Fraudsters have redirected emails and web traffic destined for several cryptocurrency trading platforms over the past week. The attacks were facilitated by scams targeting employees at Come on daddy, the world’s largest domain name registrar, KrebsOnSecurity has learned.
The incident is the latest foray into GoDaddy to trick employees into transferring ownership and / or control of targeted domains to scammers. In March, a voice phishing scam targeting GoDaddy support workers allowed attackers to gain control of at least half a dozen domain names, including the escrow.com transaction brokerage site.
And in May of this year, GoDaddy revealed that 28,000 of its customers’ web hosting accounts had been compromised following a security incident in October 2019 that was not discovered until April 2020.
This latest campaign appears to have started on or around November 13, with an attack on the cryptocurrency trading platform. liquid.com.
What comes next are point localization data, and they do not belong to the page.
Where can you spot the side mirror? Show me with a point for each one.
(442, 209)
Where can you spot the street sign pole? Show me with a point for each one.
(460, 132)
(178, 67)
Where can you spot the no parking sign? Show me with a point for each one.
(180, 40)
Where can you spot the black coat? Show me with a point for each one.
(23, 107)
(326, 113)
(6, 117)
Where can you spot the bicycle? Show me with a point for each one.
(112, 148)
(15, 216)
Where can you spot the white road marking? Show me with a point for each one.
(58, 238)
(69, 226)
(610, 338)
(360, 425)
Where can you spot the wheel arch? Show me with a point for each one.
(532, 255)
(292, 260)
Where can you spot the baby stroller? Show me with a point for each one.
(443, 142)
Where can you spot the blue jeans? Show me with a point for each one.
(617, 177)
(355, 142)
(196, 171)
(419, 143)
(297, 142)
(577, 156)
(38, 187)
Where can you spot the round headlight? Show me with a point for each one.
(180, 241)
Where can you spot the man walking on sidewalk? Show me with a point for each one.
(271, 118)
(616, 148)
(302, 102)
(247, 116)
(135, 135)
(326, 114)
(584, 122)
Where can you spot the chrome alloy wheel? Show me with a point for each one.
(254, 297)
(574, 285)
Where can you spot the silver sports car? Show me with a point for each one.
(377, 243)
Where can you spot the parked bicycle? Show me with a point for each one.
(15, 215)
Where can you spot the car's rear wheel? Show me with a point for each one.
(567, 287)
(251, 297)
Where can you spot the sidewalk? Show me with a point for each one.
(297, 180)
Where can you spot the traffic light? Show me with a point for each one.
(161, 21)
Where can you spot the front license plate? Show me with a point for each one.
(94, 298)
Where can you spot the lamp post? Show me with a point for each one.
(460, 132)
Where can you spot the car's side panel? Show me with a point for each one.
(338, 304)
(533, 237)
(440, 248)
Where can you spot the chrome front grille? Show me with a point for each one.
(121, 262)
“A ‘GoDaddy’ domain hosting provider that manages one of our major domain names has falsely transferred account and domain control to a malicious actor,” Managing Director of Liquid Kayamori said in a blog post. “This gave the actor the ability to change DNS records and, in turn, take control of a number of internal email accounts. In due time, the malicious actor was able to partially compromise our infrastructure and gain access to document storage. “
In the early morning hours of November 18 Central European Time (CET), crypto mining service NiceHash discovered that some of the settings in their domain registration records at GoDaddy had been changed without permission, briefly redirecting e-mail and web traffic for the site. NiceHash froze all customer funds for approximately 24 hours until it could verify that its domain settings had been restored to their original settings.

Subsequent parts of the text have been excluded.